What have you struggled with?

I doubt myself a lot. I’m scared to fail. That’s how I am. It took a lot of coaching and mentoring from the older stylists to get in there and be good. The longer you’re in the business, you learn how to read people, and its a matter of connecting with the client. I just had to keep trying. It depends on my mood too. If a client comes into my chair doubting me sometimes I’m not in the mood for that and I just think, “Okay you’re just going to continue to doubt me.” If I’m in the mood I can kind of change how they think. It’s like a mental game. I don’t have a choice but to make it. My problem is self esteem and confidence, and I’m trying to target it. If I do then I can in turn make more money. Sometimes I feel like giving up, but I’m not going to give up just yet because I don’t really understand the full potential of this industry, and what I could do with it.

How has your past shaped the decisions you make for your future?

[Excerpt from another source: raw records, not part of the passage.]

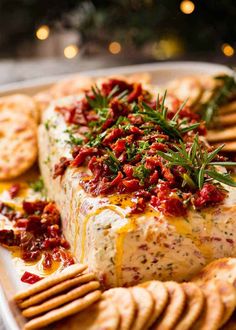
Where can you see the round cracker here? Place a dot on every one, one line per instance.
(64, 311)
(160, 296)
(228, 296)
(231, 324)
(18, 144)
(222, 269)
(101, 315)
(50, 281)
(42, 296)
(213, 310)
(144, 307)
(61, 300)
(174, 308)
(20, 104)
(193, 306)
(187, 88)
(124, 301)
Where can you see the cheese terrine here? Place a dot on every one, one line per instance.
(141, 195)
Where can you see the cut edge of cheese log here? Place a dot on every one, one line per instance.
(122, 249)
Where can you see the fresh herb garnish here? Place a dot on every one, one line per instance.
(112, 162)
(198, 163)
(38, 185)
(219, 98)
(172, 127)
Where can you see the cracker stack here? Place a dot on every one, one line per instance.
(18, 135)
(206, 303)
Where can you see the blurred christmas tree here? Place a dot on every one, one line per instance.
(161, 29)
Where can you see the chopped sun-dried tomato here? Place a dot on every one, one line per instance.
(30, 278)
(37, 232)
(14, 190)
(130, 140)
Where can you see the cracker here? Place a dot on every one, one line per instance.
(213, 310)
(223, 269)
(228, 296)
(50, 281)
(226, 134)
(231, 324)
(18, 144)
(160, 296)
(174, 308)
(125, 303)
(102, 315)
(144, 307)
(72, 86)
(64, 311)
(42, 296)
(61, 300)
(193, 306)
(187, 88)
(20, 104)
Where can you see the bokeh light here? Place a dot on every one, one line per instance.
(114, 47)
(71, 51)
(187, 7)
(43, 32)
(227, 50)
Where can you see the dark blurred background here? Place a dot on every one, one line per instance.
(87, 34)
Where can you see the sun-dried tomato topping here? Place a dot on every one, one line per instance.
(128, 143)
(30, 278)
(37, 232)
(14, 190)
(209, 195)
(61, 167)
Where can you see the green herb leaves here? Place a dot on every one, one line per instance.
(198, 164)
(172, 127)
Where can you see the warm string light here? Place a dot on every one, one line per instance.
(187, 7)
(71, 51)
(43, 32)
(227, 49)
(114, 47)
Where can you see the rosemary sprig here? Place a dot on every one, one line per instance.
(219, 98)
(174, 127)
(199, 164)
(112, 162)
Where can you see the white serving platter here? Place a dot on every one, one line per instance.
(160, 73)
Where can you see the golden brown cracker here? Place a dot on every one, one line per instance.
(144, 307)
(228, 296)
(64, 311)
(51, 292)
(103, 315)
(160, 296)
(125, 303)
(50, 281)
(193, 306)
(61, 300)
(18, 144)
(174, 308)
(213, 309)
(223, 269)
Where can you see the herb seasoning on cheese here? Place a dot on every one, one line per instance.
(132, 143)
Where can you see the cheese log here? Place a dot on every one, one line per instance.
(124, 249)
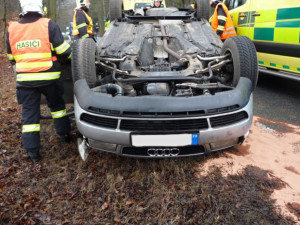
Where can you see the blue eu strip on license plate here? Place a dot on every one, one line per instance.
(195, 139)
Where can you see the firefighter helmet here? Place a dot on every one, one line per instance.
(31, 6)
(160, 1)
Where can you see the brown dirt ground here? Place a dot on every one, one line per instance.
(255, 183)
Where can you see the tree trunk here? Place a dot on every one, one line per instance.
(3, 27)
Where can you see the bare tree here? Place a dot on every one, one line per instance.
(3, 25)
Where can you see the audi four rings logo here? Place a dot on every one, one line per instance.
(163, 151)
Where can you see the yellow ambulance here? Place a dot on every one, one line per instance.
(274, 27)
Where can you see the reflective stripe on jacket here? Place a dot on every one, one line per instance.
(77, 26)
(229, 30)
(31, 50)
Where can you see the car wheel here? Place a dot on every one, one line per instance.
(202, 9)
(83, 61)
(243, 54)
(115, 9)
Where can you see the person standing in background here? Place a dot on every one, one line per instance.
(36, 47)
(221, 20)
(96, 30)
(82, 22)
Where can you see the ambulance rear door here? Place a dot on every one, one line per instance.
(240, 13)
(275, 31)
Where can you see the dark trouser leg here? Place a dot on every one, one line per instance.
(30, 100)
(57, 106)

I know some people give their kids up, but I could never do that because I’ve been abandoned by my mom, and I know what that’s like. I had a rough upbringing so I want to stop that whole cycle of bad parenting and a bad lifestyle. It inspires me. I’m in this world by myself, my dad passed away of lung cancer, and my mom’s not there. I have no excuse to just sit back and wait. I think what really drives me was watching my dad die of cancer. It scared the hell out of me. The way I live my life now is to do as much as I possibly can each day because that could be me. If I don’t get anything accomplished in a day, I feel horrible. I feel like there’s always so much to be done.

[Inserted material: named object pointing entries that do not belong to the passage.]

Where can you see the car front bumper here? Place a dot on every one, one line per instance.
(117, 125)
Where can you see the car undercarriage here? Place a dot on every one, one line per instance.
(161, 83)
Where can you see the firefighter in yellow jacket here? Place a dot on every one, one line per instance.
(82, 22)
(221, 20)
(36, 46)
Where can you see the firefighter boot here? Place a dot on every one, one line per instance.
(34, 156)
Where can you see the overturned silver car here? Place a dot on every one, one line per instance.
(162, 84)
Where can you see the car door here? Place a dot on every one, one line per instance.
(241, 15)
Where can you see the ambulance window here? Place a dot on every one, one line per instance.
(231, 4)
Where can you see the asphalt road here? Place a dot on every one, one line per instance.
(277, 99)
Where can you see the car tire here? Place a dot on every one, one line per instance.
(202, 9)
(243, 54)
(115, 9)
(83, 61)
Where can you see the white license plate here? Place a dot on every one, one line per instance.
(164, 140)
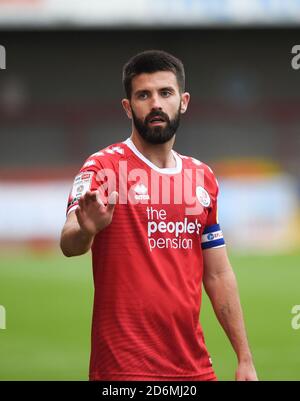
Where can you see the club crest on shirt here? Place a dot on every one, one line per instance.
(203, 196)
(141, 192)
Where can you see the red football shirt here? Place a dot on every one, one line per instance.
(148, 266)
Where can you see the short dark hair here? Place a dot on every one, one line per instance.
(151, 61)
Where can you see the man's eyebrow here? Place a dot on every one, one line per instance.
(166, 88)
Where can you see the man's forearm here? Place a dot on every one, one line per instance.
(223, 293)
(74, 241)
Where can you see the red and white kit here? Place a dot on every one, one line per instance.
(148, 265)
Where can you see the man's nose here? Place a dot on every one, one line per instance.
(155, 103)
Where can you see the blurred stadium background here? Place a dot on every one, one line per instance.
(60, 101)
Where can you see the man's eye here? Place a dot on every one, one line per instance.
(142, 96)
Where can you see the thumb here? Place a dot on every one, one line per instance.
(112, 200)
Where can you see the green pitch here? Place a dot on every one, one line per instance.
(48, 302)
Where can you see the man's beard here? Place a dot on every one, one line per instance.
(157, 134)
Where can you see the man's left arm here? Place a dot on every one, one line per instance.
(221, 286)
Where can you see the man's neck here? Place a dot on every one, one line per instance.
(159, 154)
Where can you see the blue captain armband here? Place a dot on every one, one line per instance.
(212, 237)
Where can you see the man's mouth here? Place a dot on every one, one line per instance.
(157, 120)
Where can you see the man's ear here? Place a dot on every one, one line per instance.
(185, 98)
(127, 108)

What would you tell people in your situation?

I would tell them to look on the bright side, and don’t give up so easily. I know it sounds like a cliche, it’s true. Things don’t come easily, and you’ve got to work towards it. I started from the bottom, now I’m here (laughs). Not exactly where I want to be, but I’m working towards it. [I started out as a receptionist not knowing anything at all, and now I’m here, I’m the assistant.] I’m above the ladies that were here. I take a little bit of good from everybody and I make it my own thing. It’s all about being an individual. You can’t be afraid of failure. That’s something that I’ve learned. [I was afraid of failure.] I got a job in Georgetown at a [blow] dry bar. I wanted that job more than anything, and my struggles got me fired. Me being late to work was a major issue. I was homeless, living in a shelter, and dealing with domestic violence. I was at my all time low. When I got fired from that job I wanted to give up. I felt like I wasn’t good enough, and that’s why I came into this job with very little confidence and no self esteem. I came here and I was failing, I was continuing to fail. I almost lost my job because I couldn’t get my license. I ended up making it.

I learned that sometimes failure is a good thing, and you have to work through it and not let it stop you. The only place you have to go is up. If you fail that’s okay. It’s a discovery, you can learn from it.